Bei Journal21 muss man der Aufklärung verpflichtet sein. Aber man darf nicht ausführlicher vom direkten Zusammenhang zwischen Waffenproduzenten und Krieg und Flüchtlingen berichten. Tut man
dies trotzdem, wird man vom journalistischen Mehrwert zensuriert.
Come d'habitude.

Wahre Intellektuelle, am ICH und DU, am Volkswohl interessierte,
finden im tempoverseuchten, digitalen Medienraum keine Beachtung. Mediale Aufmerksamkeit gehört den Meistern der Spezialisation und den Trendsettern jener Bewusstseinstufe, die problemlos zur neuen Ersatzreligion passt. Oberflächlichkeit und Naivität hin oder her. Alles zum Nutzen der Veranstalter. Geiz ist ja
bekanntlich geil, besonders für die Nutzniesser. Das Diabolische
von heute zeigt sich in drei Facetten: 1.) Wie präsentiert sich ein
ICH gegenüber den Andern (z.B. egoman oder sozial?) 2.) Es mag den Andern Nichts gönnen. 3.) Bis zum St.-Nimmerleinstag - es kann sich nie für Zentrales entscheiden. Lebt einfach so dahin.

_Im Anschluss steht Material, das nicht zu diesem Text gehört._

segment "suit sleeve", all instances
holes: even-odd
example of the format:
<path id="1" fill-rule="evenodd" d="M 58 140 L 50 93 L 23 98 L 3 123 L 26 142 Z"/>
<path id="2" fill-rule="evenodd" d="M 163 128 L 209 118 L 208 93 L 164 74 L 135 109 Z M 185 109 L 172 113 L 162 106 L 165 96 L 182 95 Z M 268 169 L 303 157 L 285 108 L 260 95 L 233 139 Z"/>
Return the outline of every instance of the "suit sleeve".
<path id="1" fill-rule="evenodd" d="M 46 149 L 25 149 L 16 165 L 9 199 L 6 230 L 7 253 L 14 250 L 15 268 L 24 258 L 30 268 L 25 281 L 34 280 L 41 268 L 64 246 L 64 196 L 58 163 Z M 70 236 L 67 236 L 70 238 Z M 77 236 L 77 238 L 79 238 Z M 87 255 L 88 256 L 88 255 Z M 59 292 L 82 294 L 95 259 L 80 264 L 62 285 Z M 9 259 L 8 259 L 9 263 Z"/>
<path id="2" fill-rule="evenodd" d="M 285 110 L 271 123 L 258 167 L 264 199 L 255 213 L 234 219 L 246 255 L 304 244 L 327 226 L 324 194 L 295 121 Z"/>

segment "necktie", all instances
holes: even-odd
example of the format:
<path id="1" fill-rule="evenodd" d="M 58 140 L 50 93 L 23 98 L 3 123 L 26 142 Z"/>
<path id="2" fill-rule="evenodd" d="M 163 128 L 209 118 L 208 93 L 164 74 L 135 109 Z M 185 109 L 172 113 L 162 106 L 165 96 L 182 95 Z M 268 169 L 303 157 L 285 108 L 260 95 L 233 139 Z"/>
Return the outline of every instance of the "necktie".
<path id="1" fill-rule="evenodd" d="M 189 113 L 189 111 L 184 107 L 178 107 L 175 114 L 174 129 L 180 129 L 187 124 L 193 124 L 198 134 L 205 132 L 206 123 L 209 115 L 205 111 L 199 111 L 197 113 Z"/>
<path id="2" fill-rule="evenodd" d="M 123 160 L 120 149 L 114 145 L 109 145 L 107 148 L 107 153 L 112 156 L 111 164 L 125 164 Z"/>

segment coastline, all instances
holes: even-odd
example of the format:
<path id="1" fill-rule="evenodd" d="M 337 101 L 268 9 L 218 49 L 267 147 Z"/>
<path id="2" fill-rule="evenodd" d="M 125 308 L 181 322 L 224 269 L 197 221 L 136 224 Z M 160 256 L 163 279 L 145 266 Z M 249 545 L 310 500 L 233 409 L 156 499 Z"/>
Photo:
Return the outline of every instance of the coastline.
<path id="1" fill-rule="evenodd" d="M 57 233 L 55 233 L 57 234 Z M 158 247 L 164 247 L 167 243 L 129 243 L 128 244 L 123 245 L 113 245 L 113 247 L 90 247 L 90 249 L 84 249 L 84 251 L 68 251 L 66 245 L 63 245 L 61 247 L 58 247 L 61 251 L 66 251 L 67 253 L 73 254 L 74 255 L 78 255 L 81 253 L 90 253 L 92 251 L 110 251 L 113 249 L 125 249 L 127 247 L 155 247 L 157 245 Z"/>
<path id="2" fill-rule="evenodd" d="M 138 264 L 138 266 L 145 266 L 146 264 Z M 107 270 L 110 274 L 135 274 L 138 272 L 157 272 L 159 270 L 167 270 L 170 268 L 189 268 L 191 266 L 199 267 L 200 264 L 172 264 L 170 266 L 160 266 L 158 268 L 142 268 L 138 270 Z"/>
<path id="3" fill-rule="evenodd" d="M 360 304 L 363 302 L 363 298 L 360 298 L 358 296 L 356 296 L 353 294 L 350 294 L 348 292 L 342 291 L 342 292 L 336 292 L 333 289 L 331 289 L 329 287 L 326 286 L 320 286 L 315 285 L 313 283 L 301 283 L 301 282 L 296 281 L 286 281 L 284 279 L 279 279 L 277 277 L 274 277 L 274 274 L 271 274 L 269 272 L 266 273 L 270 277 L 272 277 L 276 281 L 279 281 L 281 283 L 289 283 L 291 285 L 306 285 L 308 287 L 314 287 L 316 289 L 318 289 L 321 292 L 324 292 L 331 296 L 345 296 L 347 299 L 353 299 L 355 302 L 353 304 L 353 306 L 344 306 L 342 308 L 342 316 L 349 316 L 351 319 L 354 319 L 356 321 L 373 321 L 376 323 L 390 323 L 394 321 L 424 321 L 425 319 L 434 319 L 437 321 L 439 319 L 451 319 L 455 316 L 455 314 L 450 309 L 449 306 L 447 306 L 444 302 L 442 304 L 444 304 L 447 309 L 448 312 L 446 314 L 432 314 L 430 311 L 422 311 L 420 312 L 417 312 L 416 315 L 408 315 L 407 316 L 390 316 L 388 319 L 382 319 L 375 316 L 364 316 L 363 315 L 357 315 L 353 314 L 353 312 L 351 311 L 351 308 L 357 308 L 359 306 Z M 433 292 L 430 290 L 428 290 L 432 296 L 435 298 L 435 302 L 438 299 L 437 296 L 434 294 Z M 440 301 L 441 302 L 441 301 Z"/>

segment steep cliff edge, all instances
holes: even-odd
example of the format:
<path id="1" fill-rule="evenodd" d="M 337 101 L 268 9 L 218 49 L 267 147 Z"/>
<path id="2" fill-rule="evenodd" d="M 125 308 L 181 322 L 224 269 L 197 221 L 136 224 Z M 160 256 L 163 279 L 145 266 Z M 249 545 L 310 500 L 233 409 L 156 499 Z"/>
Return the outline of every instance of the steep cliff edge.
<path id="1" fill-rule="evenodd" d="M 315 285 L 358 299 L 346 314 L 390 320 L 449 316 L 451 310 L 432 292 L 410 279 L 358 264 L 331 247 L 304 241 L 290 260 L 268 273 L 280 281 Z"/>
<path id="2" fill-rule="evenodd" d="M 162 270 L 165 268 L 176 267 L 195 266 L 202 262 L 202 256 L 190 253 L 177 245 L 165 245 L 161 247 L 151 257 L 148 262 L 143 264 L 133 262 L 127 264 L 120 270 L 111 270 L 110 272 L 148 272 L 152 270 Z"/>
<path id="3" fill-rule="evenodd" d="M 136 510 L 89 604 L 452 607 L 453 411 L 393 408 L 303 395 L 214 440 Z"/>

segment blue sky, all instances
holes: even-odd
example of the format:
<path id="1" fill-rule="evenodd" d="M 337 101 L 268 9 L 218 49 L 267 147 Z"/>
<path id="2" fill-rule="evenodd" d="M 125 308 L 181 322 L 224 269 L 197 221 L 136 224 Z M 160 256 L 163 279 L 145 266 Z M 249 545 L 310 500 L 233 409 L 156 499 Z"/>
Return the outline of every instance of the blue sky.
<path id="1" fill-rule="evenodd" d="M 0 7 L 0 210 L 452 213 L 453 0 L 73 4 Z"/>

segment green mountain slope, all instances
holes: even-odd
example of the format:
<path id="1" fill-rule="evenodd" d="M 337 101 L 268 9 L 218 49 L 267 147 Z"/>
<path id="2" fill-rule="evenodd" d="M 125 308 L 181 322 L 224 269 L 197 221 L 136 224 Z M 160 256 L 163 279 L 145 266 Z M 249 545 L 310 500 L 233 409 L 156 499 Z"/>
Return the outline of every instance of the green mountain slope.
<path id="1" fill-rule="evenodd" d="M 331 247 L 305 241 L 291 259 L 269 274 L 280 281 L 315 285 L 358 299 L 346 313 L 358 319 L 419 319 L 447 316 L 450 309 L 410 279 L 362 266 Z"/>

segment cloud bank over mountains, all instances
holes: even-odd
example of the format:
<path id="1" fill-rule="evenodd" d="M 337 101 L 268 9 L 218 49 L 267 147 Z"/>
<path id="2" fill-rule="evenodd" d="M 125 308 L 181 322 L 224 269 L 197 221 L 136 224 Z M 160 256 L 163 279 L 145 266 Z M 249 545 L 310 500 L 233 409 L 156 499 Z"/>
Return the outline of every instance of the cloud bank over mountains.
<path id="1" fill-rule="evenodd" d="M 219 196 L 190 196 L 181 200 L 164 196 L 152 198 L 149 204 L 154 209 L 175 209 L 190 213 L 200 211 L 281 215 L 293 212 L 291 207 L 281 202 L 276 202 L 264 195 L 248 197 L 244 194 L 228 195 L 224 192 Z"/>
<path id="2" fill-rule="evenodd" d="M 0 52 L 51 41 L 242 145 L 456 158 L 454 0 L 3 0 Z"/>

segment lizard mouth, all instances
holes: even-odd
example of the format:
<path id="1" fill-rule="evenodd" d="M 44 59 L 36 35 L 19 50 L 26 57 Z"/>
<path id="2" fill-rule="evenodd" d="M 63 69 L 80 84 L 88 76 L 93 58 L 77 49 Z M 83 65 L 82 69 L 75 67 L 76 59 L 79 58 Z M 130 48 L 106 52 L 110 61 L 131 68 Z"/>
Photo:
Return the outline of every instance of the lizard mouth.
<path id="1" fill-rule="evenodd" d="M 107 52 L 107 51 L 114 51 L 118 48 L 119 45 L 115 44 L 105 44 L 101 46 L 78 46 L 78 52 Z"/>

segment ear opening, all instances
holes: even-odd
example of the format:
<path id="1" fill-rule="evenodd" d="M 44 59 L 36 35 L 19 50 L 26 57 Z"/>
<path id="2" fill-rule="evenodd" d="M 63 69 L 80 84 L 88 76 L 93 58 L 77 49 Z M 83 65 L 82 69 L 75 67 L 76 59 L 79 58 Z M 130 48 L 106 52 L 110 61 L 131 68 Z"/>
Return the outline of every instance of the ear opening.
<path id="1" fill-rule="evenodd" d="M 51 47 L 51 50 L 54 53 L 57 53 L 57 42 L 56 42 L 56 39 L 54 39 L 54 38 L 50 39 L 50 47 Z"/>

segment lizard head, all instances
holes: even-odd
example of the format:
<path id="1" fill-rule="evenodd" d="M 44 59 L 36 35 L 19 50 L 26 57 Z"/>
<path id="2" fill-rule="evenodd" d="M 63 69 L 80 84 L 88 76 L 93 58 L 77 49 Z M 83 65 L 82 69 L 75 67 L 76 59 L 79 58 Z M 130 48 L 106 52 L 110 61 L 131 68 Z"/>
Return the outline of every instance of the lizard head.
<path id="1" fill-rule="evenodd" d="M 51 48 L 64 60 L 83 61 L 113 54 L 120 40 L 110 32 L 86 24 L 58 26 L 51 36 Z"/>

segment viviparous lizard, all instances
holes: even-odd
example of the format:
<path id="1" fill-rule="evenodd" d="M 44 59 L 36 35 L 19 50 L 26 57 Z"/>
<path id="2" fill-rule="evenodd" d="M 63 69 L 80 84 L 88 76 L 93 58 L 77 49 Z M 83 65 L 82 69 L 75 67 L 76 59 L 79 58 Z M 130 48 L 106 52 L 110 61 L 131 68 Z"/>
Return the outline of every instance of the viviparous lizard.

Alles schön und richtig was Sie sagen, Herr Hofstetter, aber nicht zu Ende gedacht. Glauben Sie im Ernst die Politik sollte von der globalisierten Wirtschaft lernen? Dieses globalisierte Wirtschaften, das einseitig nur die allergrössten Globalplayer reichlich belohnt, ist der wesentliche Teil des Problems und insbesondere auch der Flüchtlingsproblematik. Die USA z.B., der grösste Waffenproduzent der Welt (Industrie-/Rüstungskomplex), liefert an alle "Bedürftigen"
seine Waffen. Auch EU-Staaten wie Frankreich (dieses Land ist auch gerne bereit selbstfabrizierte Waffen nebst zu verkaufen auch
noch selbst "auszuprobieren" etwa in Libyen oder aktuell in Syrien),
GB, Italien und (etwas zurückhaltender) auch Deutschland sind in
aktuelle Kriege verwickelt und dazu braucht man, nebst kriegerischem Handwerk, entsprechende Waffen.
Nun, wer wiederum irgendwo auf der Welt waffengewalttätig wird, erzeugt Flüchtlinge. So wie wer Strassen baut, Verkehr erntet. Oder
gilt etwa bei kriegerischen Auseinandersetzungen, wie in der sog. freien Marktwirtschaft, das Verursacherprinzip nicht mehr?
In Tat und Wahrheit ist der Zusammenhang des katastrophalen, globalen Wirtschaftens (einseitig auf Wirtschaftswachstum für die Eliten programmiert) und (Wirtschafts-)Kriegen mit flüchtigen Menschenmassen (wobei eben zu unterscheiden ist zwischen sog.
Wirtschaftsflüchtlingen und an Leib und Leben Gefährteten, die Recht auf Asyl haben).
Hören Sie auch gut zu, was die 13'000 "weisen" Finanzexperten, die sich in Peru zum jährlichen IWF-Gipfeltreffen einfinden, zu besprechen haben. Was sie zum Abschluss verlauten lassen, nehme ich das Wichtigste vorweg: "Die Schwellenländer werden sich noch mehr verschulden..." etc. etc. Wo bleibt Hoffnung? Dazu
ein anderes Mal.

Nun, es braucht keine Intellektuellen um Lösungsansätze vorzuschlagen!
Normalerweise gilt das Verursacherprinzip. Europa stellt der Koalition der Willigen die Rechnung, genauso wie die uns damals und bis heute die Subprime-Krise verrechnet haben. Auch falsche Politik muss teuer werden!.. cathari

Es wird ganz sicher teuer, aber anders als Sie denken, Catharina: Zuerst werden Rentenansprüche und Steuern, v.a. Mehrwertsteuern steigen. Aber gleichzeitig werden die liberalen Rechte eingeschränkt, Eigentumsbeschränkungen, Meinungsäusserung, Notrecht etc. Und simultan werden die Rechtsaussenparteien kommen und nationale + sozialistische (keynesianische) Wunderrezepte anbieten, was auf Anklang stösst. Damit ist nicht nur der innere Frieden futsch, sondern auch der langfristige Wirtschaftserfolg des Westens.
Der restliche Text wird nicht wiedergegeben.